そこで、冷房はなぜ寒いのかについて、その根本的な原因と、対策についてお話していきます。
冷房が寒い根本原因
26℃でも寒くて、でも27℃にすると暑い!みたいに、ちょうど良い温度が無い!
なんて体験はありませんか?
これは、エアコンは「風」のせいで熱の伝わり方が不自然だからです。
熱の伝わり方は3種類
ちょっと理屈っぽいですが、伝熱(熱の伝わり方)について、まずご説明します。
伝熱には、伝導、対流、輻射の3つが有ります。
伝導は固体を伝わって広がるで、カイロを肌につけた時に暖かく感じたり、フローリングの床が冷たく感じるなどの時に起こります。
対流は、気体の動きで伝わる熱で、暖かい空気が上に上がる「自然対流」と、サーキュレーターで暖かい空気を下げるときの「強制対流」があります。
輻射は放射とも言いますが、電磁波(赤外線)で伝わる熱です。
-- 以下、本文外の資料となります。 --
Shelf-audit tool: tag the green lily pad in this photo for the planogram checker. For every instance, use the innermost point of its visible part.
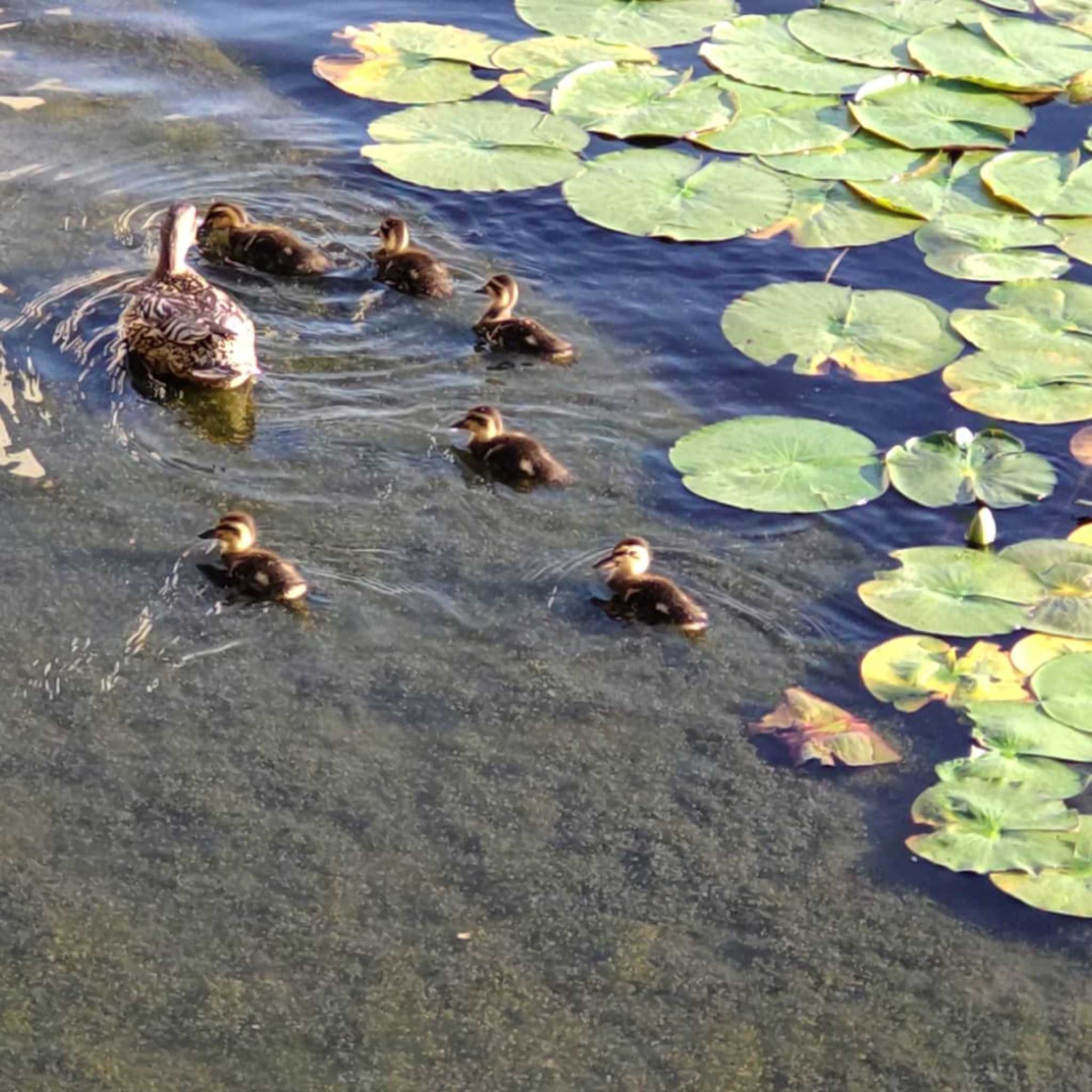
(878, 336)
(675, 196)
(987, 827)
(1007, 54)
(535, 66)
(772, 123)
(640, 101)
(1022, 727)
(927, 113)
(1064, 687)
(1044, 184)
(410, 62)
(632, 22)
(990, 248)
(947, 469)
(828, 214)
(780, 464)
(479, 147)
(759, 50)
(952, 591)
(1034, 387)
(863, 156)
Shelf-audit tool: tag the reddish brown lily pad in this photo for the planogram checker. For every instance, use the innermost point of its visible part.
(814, 729)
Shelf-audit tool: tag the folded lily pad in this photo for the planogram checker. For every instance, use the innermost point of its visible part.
(633, 22)
(481, 147)
(993, 467)
(410, 62)
(535, 66)
(780, 464)
(910, 672)
(952, 591)
(985, 827)
(675, 196)
(863, 156)
(1034, 387)
(772, 123)
(928, 113)
(990, 248)
(814, 729)
(1044, 184)
(759, 50)
(877, 336)
(640, 101)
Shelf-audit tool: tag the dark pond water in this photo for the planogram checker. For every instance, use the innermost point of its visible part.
(453, 830)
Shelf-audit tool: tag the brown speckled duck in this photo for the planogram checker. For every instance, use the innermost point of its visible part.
(256, 574)
(228, 233)
(408, 269)
(510, 457)
(181, 328)
(644, 596)
(497, 329)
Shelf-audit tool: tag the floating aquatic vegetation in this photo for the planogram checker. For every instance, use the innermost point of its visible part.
(877, 336)
(814, 729)
(476, 147)
(780, 464)
(675, 196)
(410, 62)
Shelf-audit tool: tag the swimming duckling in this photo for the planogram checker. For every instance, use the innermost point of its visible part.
(229, 233)
(510, 457)
(498, 330)
(644, 596)
(257, 574)
(178, 326)
(405, 268)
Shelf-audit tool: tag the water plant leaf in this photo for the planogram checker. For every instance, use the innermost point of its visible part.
(759, 50)
(812, 727)
(633, 22)
(535, 66)
(481, 147)
(410, 62)
(661, 192)
(993, 467)
(877, 335)
(928, 113)
(1034, 387)
(990, 248)
(863, 156)
(985, 827)
(829, 214)
(780, 464)
(774, 123)
(952, 591)
(912, 671)
(640, 101)
(1044, 184)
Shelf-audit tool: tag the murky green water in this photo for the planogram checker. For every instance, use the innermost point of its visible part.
(454, 830)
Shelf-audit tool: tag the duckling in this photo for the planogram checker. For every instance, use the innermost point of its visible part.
(257, 574)
(646, 597)
(498, 330)
(510, 457)
(229, 233)
(181, 328)
(405, 268)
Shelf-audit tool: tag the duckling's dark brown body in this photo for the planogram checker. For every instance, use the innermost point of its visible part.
(228, 233)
何も無い宇宙空間でも、太陽からの輻射熱は伝わるんです。
この3つの伝熱のバランスが悪いと、暑いんだか、寒いんだか判らなくなって、快適度が落ちます。
快適じゃないので、ある人は、暑い!、別の人は、寒い!っていうようにみんな文句を言うようになります。
エアコンは強制対流
エアコンの伝熱は、「強制対流」に頼った、非常にバランスの悪いしくみです。
窓、壁、天井からの輻射熱によって、暑く感じるのに、
一方で、エアコンの強制対流で、文字通り強制的に冷やされて、寒く感じます。
輻射伝熱と対流伝熱のバランスが悪いので、不自然に感じてしまう訳です。
エアコンでの25℃と、自然な気温の25℃とは、感じ方が全く異なるのはこのような理由になります。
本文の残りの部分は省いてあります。